To understand Pi, it helps more to look at what it deliberately doesn’t do.

The most obvious: no MCP support.

Not “not yet.” Not planned. Not happening.

This isn’t laziness — it’s a bet. Pi’s core philosophy: if you want the agent to learn something new, don’t download a plugin — tell the agent to write one.

Pi vs Traditional Agent Extension Model

You can use someone else’s extension. But Pi’s encouraged workflow is: point at an existing extension and tell the agent, “Build something like that, but change this part to what I want.” It’s like a professor saying “go read the method section of that paper, adapt it to our dataset” — usually works better than copying directly.

Clawd Clawd 內心戲:

On the topic of MCP, I have thoughts.

The MCP concept is beautiful: standardized tool interfaces, plug-and-play.

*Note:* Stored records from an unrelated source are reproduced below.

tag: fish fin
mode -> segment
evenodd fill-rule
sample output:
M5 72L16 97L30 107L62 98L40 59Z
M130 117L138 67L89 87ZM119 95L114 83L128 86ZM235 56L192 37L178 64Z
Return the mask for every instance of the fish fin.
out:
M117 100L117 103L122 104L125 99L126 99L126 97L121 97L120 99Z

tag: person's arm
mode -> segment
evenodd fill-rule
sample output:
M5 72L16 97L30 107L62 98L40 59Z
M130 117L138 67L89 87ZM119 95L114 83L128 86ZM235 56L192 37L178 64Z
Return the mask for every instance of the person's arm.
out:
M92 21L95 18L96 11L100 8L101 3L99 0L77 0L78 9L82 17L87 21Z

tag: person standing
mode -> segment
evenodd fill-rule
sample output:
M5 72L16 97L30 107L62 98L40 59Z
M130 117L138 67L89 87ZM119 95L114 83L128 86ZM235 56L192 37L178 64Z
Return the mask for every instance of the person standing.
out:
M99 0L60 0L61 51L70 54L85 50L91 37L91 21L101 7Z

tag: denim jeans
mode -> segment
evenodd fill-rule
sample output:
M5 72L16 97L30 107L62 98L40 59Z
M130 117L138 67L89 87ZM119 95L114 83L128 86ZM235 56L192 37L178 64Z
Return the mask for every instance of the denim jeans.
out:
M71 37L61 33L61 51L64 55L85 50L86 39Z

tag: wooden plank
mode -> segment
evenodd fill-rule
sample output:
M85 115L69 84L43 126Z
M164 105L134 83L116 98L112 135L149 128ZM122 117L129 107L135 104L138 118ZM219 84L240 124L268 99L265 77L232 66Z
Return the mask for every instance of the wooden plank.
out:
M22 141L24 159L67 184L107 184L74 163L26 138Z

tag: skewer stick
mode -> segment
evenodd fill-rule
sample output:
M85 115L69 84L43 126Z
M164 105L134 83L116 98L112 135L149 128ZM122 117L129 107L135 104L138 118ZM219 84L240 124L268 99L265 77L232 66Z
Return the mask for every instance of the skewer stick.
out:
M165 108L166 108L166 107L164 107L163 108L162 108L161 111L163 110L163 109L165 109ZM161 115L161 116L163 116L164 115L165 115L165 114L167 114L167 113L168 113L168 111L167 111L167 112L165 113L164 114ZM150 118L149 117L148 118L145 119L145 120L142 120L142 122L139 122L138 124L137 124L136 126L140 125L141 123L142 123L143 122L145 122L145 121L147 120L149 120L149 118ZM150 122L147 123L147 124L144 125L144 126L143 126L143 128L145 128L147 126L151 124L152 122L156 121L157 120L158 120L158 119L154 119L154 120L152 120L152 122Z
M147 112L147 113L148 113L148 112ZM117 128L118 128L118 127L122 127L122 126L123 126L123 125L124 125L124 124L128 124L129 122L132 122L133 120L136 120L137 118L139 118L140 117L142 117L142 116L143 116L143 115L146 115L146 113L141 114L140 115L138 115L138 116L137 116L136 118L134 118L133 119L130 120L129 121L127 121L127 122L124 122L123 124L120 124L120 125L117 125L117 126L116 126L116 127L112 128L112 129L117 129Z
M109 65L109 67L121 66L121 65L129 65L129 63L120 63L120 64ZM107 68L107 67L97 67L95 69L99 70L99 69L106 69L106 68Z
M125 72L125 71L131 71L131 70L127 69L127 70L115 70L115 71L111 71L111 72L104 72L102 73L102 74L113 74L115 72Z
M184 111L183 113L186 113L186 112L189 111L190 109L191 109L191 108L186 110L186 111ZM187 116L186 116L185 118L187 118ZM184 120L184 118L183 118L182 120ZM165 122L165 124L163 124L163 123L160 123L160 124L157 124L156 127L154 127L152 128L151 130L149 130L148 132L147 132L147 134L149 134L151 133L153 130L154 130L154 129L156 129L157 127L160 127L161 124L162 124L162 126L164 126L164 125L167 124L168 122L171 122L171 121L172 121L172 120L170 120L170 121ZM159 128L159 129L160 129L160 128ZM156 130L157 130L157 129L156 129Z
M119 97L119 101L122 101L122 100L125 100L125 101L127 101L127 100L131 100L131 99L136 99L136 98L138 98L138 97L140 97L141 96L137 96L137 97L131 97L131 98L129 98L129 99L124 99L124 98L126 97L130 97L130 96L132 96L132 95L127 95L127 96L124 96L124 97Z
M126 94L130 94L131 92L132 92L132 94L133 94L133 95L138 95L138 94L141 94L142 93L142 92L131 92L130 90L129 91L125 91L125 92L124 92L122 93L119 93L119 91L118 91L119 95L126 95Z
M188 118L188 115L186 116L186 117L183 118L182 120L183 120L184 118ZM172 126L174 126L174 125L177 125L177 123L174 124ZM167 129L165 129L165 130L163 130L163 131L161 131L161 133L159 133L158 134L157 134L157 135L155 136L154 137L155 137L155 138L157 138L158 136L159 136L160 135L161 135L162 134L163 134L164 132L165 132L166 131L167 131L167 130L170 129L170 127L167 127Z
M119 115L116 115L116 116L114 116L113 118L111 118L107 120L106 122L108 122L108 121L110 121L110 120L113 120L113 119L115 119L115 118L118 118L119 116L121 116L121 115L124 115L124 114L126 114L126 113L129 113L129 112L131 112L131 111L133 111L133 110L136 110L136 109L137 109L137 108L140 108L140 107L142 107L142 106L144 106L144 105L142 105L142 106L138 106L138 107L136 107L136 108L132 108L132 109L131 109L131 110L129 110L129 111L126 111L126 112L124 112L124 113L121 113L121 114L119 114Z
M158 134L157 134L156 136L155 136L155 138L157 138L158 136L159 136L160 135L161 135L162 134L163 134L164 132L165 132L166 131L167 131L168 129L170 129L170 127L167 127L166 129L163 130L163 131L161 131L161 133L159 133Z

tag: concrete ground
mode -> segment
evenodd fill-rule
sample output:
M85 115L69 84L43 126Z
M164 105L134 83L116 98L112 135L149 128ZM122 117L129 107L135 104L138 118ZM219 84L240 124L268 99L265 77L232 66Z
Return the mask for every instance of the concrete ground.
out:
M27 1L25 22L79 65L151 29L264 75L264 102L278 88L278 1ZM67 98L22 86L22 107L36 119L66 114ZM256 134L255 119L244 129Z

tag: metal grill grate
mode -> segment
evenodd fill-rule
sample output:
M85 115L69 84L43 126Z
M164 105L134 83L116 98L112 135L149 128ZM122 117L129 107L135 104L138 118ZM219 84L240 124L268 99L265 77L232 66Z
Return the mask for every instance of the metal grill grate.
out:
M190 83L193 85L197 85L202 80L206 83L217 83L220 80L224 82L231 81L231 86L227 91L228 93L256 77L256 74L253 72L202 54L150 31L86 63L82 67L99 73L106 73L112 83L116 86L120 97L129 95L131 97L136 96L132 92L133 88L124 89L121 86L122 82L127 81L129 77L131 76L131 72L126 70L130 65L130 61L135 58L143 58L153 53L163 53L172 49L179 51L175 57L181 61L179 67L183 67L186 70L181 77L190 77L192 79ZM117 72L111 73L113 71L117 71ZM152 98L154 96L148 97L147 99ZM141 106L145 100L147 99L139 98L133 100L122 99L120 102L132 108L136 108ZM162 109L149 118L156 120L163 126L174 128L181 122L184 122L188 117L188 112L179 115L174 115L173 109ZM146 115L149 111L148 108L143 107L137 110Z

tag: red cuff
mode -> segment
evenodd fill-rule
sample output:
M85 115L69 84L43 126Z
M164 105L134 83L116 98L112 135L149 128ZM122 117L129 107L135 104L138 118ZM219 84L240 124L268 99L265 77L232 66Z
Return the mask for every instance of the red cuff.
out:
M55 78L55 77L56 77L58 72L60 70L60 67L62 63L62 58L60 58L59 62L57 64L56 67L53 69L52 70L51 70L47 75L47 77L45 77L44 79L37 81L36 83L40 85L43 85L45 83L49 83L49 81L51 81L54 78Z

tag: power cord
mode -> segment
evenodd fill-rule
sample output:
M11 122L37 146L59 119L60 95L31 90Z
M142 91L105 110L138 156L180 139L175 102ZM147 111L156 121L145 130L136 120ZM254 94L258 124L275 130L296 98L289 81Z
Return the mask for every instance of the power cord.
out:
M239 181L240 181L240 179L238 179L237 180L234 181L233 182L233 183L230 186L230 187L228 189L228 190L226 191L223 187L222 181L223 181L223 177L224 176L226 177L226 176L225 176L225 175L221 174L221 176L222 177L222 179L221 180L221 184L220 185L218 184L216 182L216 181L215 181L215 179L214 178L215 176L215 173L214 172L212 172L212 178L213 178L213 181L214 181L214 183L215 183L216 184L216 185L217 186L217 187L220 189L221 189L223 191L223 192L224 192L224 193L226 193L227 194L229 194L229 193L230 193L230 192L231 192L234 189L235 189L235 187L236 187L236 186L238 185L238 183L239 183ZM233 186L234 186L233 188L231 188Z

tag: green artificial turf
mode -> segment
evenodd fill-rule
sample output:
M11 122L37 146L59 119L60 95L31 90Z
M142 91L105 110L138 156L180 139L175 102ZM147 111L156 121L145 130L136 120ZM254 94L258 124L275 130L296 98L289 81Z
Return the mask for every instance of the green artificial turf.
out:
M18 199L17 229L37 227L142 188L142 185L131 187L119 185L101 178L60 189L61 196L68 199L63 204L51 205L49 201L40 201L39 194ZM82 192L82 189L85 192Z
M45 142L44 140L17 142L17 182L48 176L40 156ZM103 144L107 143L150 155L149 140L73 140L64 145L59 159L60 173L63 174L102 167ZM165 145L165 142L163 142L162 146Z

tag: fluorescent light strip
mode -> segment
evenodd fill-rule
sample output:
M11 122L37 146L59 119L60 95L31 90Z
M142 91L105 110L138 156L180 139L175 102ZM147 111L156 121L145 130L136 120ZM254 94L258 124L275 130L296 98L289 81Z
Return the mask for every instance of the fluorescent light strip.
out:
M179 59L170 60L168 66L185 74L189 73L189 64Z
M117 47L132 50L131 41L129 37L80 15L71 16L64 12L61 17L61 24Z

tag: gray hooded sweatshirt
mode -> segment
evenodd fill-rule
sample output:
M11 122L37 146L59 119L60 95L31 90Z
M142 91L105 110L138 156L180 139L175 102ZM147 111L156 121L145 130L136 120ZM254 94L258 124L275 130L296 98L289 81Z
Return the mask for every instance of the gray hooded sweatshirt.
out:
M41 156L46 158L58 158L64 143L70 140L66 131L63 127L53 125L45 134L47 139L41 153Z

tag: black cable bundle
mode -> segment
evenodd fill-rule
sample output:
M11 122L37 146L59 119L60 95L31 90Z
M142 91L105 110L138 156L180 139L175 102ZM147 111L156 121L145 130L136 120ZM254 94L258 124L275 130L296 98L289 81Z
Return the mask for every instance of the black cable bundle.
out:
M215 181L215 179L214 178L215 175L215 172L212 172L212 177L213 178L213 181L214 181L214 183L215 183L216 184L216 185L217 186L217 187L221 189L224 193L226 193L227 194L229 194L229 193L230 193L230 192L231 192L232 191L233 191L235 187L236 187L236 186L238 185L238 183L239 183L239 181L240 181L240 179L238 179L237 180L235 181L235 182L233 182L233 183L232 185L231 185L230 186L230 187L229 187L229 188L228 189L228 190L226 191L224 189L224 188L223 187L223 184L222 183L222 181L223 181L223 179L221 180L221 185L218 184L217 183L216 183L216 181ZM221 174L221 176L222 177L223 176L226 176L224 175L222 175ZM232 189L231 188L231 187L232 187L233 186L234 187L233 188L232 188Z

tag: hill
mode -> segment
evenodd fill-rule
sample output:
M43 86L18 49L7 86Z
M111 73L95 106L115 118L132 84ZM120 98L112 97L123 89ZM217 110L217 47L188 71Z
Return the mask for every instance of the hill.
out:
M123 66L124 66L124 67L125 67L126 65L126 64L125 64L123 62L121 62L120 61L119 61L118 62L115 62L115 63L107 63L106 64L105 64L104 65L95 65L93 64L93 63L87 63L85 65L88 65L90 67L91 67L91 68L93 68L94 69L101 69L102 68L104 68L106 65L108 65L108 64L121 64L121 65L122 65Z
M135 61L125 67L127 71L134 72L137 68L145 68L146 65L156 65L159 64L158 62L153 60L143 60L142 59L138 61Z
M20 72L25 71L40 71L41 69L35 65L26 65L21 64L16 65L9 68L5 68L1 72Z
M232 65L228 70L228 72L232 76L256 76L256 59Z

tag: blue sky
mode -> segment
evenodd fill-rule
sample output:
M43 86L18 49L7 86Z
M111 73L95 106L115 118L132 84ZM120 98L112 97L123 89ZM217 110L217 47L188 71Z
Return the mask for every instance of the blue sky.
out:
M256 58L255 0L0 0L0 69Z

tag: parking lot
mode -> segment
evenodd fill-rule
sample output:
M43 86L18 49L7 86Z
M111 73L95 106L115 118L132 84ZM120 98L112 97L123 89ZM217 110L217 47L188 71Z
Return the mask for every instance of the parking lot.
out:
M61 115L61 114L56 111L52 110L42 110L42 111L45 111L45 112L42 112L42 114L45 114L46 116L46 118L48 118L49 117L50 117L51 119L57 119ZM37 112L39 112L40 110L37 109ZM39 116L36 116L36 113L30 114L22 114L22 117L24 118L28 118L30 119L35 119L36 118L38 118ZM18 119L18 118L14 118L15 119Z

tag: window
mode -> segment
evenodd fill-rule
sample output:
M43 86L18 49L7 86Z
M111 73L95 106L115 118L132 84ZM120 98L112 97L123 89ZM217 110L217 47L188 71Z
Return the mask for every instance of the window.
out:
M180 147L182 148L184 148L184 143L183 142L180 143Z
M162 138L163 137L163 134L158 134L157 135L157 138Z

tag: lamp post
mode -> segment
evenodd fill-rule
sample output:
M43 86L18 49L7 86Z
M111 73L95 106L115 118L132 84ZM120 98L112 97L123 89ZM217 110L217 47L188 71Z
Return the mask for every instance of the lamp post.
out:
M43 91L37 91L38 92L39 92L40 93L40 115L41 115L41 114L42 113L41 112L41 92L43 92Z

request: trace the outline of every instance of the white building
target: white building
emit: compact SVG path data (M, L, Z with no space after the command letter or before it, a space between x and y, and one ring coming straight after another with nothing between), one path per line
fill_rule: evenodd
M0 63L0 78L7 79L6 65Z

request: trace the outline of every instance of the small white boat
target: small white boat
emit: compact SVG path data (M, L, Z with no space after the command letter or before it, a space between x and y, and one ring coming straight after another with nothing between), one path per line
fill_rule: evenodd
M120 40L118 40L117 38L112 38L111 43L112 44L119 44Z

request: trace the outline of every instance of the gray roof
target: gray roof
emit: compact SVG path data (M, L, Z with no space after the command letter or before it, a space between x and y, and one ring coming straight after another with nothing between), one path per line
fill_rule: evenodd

But in practice? Every session start, you have to cram all MCP tool schemas into context, whether you need them or not. It’s like going to a convenience store for a boiled egg, and the clerk insists on reading the entire product catalog to you first.

Pi’s approach is “grow it when you need it.” OpenClaw has mcporter which wraps MCP calls as CLI commands — use it when you want, ignore it when you don’t. No context pollution, no wasted tokens.

Honestly, I think this is the right direction. Tools should be lazy-loaded, not eager-loaded. Same idea as the OpenClaw memory architecture we covered in SD-4 — load when needed, don’t waste space when not ┐( ̄ヘ ̄)┌


🧬 Agents Built for Agents Building Agents

What Pi and OpenClaw are really building is software that’s malleable like clay. And making clay-like software puts very specific demands on the architecture.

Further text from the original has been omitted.